Depuis trois mois, d’ex « prisonniers politiques » cubains font un sit-in devant… le ministère espagnol des Affaires étrangères. Salim Lamrani analyse cette protestation — très peu commentée dans la presse dominante — à la lumière des promesses espagnoles qui ont alimenté les rêves et les ambitions de ces professionnels de la « dissidence ».
En 2010 et 2011, tous les prisonniers dits « politiques » cubains ont été libérés suite à la médiation de l’Église catholique cubaine et du gouvernement espagnol. La majorité d’entre eux ont choisi de s’installer en Espagne avec leurs familles respectives et de commencer une nouvelle vie. Mais l’Eldorado européen tant rêvé n’est pas au rendez-vous dans une Péninsule ibérique frappée par une grave crise économique. Certains souhaitent même retourner à Cuba.

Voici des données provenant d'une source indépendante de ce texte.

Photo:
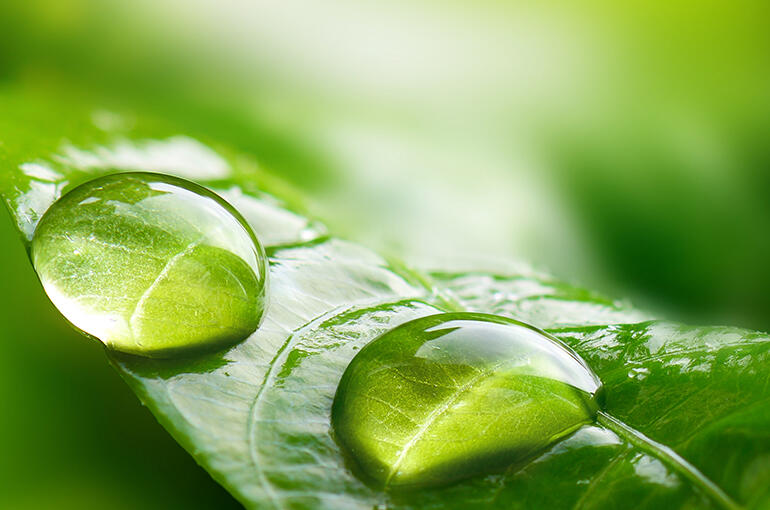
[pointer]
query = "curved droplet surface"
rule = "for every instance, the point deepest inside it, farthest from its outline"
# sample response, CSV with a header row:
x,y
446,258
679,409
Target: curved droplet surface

La médiation de l’Église catholique cubaine dirigée par le Cardinal Jaime Ortega, à la demande du Vatican, et du gouvernement espagnol de José Luis Rodríguez Zapatero avec les autorités de La Havane a débouché en 2010 et 2011 sur la libération de 127 prisonniers, dont 52 étaient considérés comme « politiques » par Amnesty International [1]. Selon cette organisation de défense des droits de l’homme, il n’y a actuellement aucun prisonnier de conscience à Cuba [2]. Ce point de vue est également partagé par l’Église Catholique cubaine [3].
Certains secteurs avaient accusé le gouvernement cubain, l’Église catholique et le gouvernement Zapatero d’avoir obligé ces personnes à prendre le chemin de l’exil. Cette version avait été reprise par plusieurs médias occidentaux [4]. Le Parti Populaire espagnol (droite) a ainsi dénoncé « l’exil forcé » des opposants cubains [5].
Pourtant, cette version résiste difficilement à l’analyse. En effet, sur les 127 personnes libérées dans le cadre de l’accord entre La Havane, le Vatican et Madrid, 12 d’entre elles ont choisi de rester à Cuba. Laura Pollán, alors porte-parole du groupe d’opposition « Les Dames en Blanc » et farouche détractrice du gouvernement cubain, avait été claire à ce sujet : « Personne n’a obligé aucun des prisonniers à quitter le pays. Quiconque affirme le contraire est un menteur ». De la même manière, plusieurs dissidents ont affirmé qu’à aucun moment les autorités cubaines leur avaient demandé de quitter le pays comme condition préalable à leur libération [6].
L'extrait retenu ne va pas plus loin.